Star Trek Into Darkness

A depressingly inferior sequel, Star Trek Into Darkness follows the Enterprise crew as they’re forced to battle a rogue Starfleet officer (Benedict Cumberbatch’s John Harrison) bent on mass destruction. It’s clear virtually from the get-go that filmmaker J.J. Abrams, working from Roberto Orci, Alex Kurtzman, and Damon Lindelof’s screenplay, has little or no interest in developing these iconic characters further, as the movie is instead, for the most part, devoted to larger-than-life action set pieces that progress from impressive to exhausting faster than one would like.

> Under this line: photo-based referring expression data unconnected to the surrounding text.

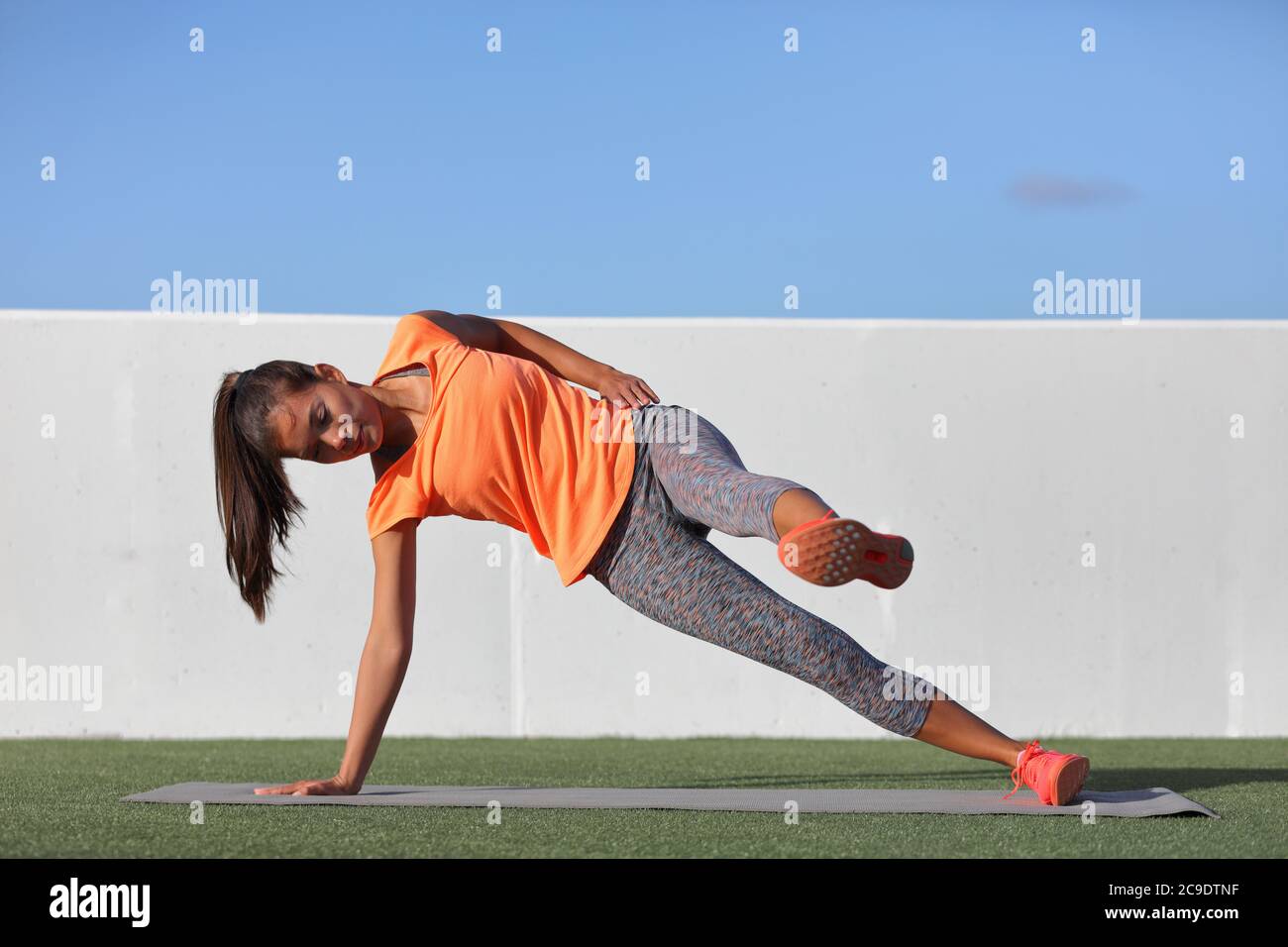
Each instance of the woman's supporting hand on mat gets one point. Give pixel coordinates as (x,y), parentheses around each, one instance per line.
(335,787)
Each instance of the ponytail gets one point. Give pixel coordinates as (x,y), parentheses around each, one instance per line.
(256,501)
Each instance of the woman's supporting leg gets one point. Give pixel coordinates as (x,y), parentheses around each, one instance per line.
(951,727)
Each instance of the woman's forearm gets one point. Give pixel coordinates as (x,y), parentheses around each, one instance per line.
(380,676)
(550,355)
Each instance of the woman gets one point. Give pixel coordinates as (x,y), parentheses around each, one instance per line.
(472,416)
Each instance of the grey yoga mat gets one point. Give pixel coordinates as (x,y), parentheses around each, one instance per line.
(1132,802)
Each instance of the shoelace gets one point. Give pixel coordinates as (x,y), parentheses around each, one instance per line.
(1031,750)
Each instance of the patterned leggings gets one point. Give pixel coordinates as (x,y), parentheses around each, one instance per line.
(657,560)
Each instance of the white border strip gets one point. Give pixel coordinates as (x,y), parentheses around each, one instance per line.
(647,321)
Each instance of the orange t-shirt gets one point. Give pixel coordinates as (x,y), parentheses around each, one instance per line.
(510,442)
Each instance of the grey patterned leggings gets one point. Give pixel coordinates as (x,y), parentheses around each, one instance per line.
(657,560)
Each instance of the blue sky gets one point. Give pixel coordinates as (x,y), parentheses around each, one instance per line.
(516,169)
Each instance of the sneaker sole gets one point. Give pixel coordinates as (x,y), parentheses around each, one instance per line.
(837,551)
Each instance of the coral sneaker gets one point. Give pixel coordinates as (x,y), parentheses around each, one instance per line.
(1056,777)
(832,551)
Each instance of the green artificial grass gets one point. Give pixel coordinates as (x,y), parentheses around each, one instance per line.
(60,799)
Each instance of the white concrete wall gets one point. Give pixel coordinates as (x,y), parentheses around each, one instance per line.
(1059,434)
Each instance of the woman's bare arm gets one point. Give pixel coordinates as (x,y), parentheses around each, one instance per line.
(511,339)
(382,667)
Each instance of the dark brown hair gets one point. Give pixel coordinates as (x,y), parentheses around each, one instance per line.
(257,504)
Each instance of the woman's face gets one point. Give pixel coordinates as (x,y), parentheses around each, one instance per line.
(330,423)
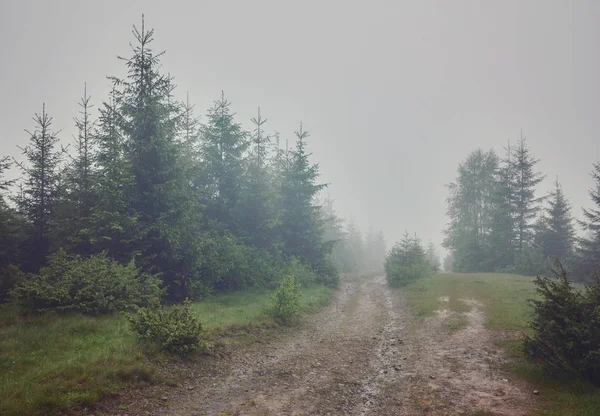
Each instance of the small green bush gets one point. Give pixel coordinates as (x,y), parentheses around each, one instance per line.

The charm and novelty of 2009’s Star Trek is largely absent here, and, as indicated by the title, Abrams seems to be going out of his way to put an almost incongruously gritty spin on the franchise. The director’s inability to wholeheartedly do so boils down primarily to Cumberbatch’s ineffectiveness as the film’s villain, with the actor delivering a one-note performance that isn’t, by and large, able to generate the type of fear or menace that Abrams is clearly striving for. (And given his character’s origins in the original series, Cumberbatch’s far-from-flamboyant turn is at best curious and at worst wrongheaded and distracting.) And although many of the film’s action-oriented moments are rendered flat by an overuse of computer-generated effects, Star Trek Into Darkness admittedly does possess a handful of striking moments that just barely push the film into passable territory – with, for example, a third-act foot chase between Harrison and Zachary Quinto’s Spock ranking high on the movie’s list of genuinely enthralling sequences. The end result is a terminally perfunctory followup that just barely gets the job done, which is certainly the last thing one would’ve expected given the effectiveness of the original film.